La guerre civile russe (partie IV) : défaite des Blancs et guerre russo-polonaise (1919-1920)

Rappel : de l’été 1918 à l’été 1919, la situation était restée alarmante pour les Rouges dans la guerre civile russe. Les puissances internationales se rangeaient progressivement du côté des Blancs en soutenant Dénikine et Wrangel au sud (Ukraine) et en débarquant à Mourmansk et Arkhangelsk au nord. Pire, les Allemands, qui avaient déjà aidé la Finlande et envahi l’Ukraine, entendaient soutenir Ioudenitch et son assaut depuis les pays Baltes vers Petrograd. La défaite allemande dans le contexte de la Première Guerre mondiale, en novembre 1918, ajourna l’offensive d’Ioudenitch et laissa l’Ukraine vulnérable. Le gouvernement fantoche pro-allemand de Skoropadsky n’y survécut pas, assailli par les forces nationalistes indépendantistes des petliouristes, les Rouges, les Blancs mais également les armées paysannes, dites armées Vertes. Parmi ces dernières, l’armée anarchiste noire de Makhno, se démarquait par sa pugnacité. Les Verts étaient inconstants, avec ou contre les Rouges selon les intérêts. En Sibérie, l’amiral Koltchak, nouveau leader blanc, prit le pouvoir. Il promettait de rembourser les dettes. Partant, il bénéficiait du soutien international. Ainsi, l’été 1919 venu, l’étau blanc se resserra autour du territoire bolchévique. Les offensives d’Ioudénitch au nord-ouest, Dénikine au sud ainsi que de Koltchak et de la Légion Tchécoslovaque à l’est faisaient vaciller le pouvoir rouge.

Par un discours en janvier 1918, le président américain Woodrow Wilson avait annoncé son programme en Quatorze points. Il y promouvait le droit des peuples à disposer d’eux-mêmes. Cette ouverture politique renforça les revendications de plusieurs peuples de l’ancien Empire russe. Si les Républiques caucasiennes sont un exemple concret du succès de ces revendications, il n’en allait pas de même pour l’Ukraine. Pourtant, nombre des points de Wilson avaient été repris dans le traité de Versailles le 28 juin 1919. Mieux, l’Ukraine s’était déclarée indépendante le 23 juin 1917. Un temps ombragée par l’occupation allemande et l’état fantoche de Skoropadsky, commencé le 29 avril 1918 et tombé le 14 décembre, elle avait même trouvé avec Petlioura une légitimité dès février 1919.

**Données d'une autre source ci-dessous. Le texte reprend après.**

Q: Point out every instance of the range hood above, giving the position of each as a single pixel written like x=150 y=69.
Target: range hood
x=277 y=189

Internationalement, la question faisait débat. La France désirait piller la Russie méridionale, dont la riche Ukraine ; le Royaume-Uni hésitait encore à démembrer la Russie ; tandis que les Etats-Unis étaient partisans d’une Russie forte et unie, pour faire contrepoids au Japon impérial dont la montée en puissance inquiétait Washington. Pour le moment, l’Ukraine, partagée entre indépendantistes, Rouges, Blancs et Verts, luttait pour sa survie. La France, elle, soutenait allègrement les Blancs de Russie méridionale. Ainsi, la France rendit, entre janvier 1918 et fin 1919, 12 000 prisonniers russes, anciens du CERF (groupe expéditionnaire russe envoyé pour se battre en France, arrêtés pour leur manque de discipline ou leurs idées révolutionnaires). Ces prisonniers étaient relâchés en Ukraine car la France espérait les voir rejoindre Dénikine pour faire tomber le pouvoir bolchévique. En réalité, ces hommes aspiraient simplement retourner à la vie civile.

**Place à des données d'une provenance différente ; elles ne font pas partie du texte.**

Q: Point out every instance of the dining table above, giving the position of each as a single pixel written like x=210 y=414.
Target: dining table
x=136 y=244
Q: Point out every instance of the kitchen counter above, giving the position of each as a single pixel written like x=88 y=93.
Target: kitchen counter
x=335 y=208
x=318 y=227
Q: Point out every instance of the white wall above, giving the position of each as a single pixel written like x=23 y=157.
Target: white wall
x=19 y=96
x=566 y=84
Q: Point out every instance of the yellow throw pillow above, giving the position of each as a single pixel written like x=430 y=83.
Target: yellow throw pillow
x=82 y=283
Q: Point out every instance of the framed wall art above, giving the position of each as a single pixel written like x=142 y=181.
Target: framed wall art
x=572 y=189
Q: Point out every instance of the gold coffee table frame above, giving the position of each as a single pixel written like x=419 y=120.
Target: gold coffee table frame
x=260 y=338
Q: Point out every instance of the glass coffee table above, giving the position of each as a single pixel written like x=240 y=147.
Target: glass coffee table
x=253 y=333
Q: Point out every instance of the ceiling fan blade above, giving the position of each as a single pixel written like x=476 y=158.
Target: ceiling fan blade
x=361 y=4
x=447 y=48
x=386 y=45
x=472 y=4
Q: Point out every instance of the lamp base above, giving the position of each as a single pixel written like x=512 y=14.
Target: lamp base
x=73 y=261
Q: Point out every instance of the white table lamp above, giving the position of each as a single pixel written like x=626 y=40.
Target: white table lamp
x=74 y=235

Dès le 22 juin 1919, les bolchevicks avaient entamé une contre-attaque victorieuse à Petrograd. Ioudenitch fut repoussé en l’Estonie en août. Les forces blanches à l’est ne présentaient pas une meilleure situation : Koltchak fut repoussé à son tour en juillet. Les hommes de l’amiral avaient multiplié les pillages sur le territoire. Partant, ils s’étaient aliéné les paysans et en subirent les conséquences : les révoltes éclatèrent partout sur leurs arrières. Là résidait le facteur essentiel de l’échec de Koltchak. Au demeurant, les paysans ne passaient pas dans le camp des Rouges. Ils avaient momentanément des intérêts communs et en venaient à combattre le même adversaire, rien de plus. Koltchak écarté, la menace provenant du sud restait préoccupante. Pire, Dénikine et Ioudenitch s’étaient entendus pour mener une offensive coordonnée en octobre. Le danger au sud persistait, celui au nord-ouest renaissait de ses cendres.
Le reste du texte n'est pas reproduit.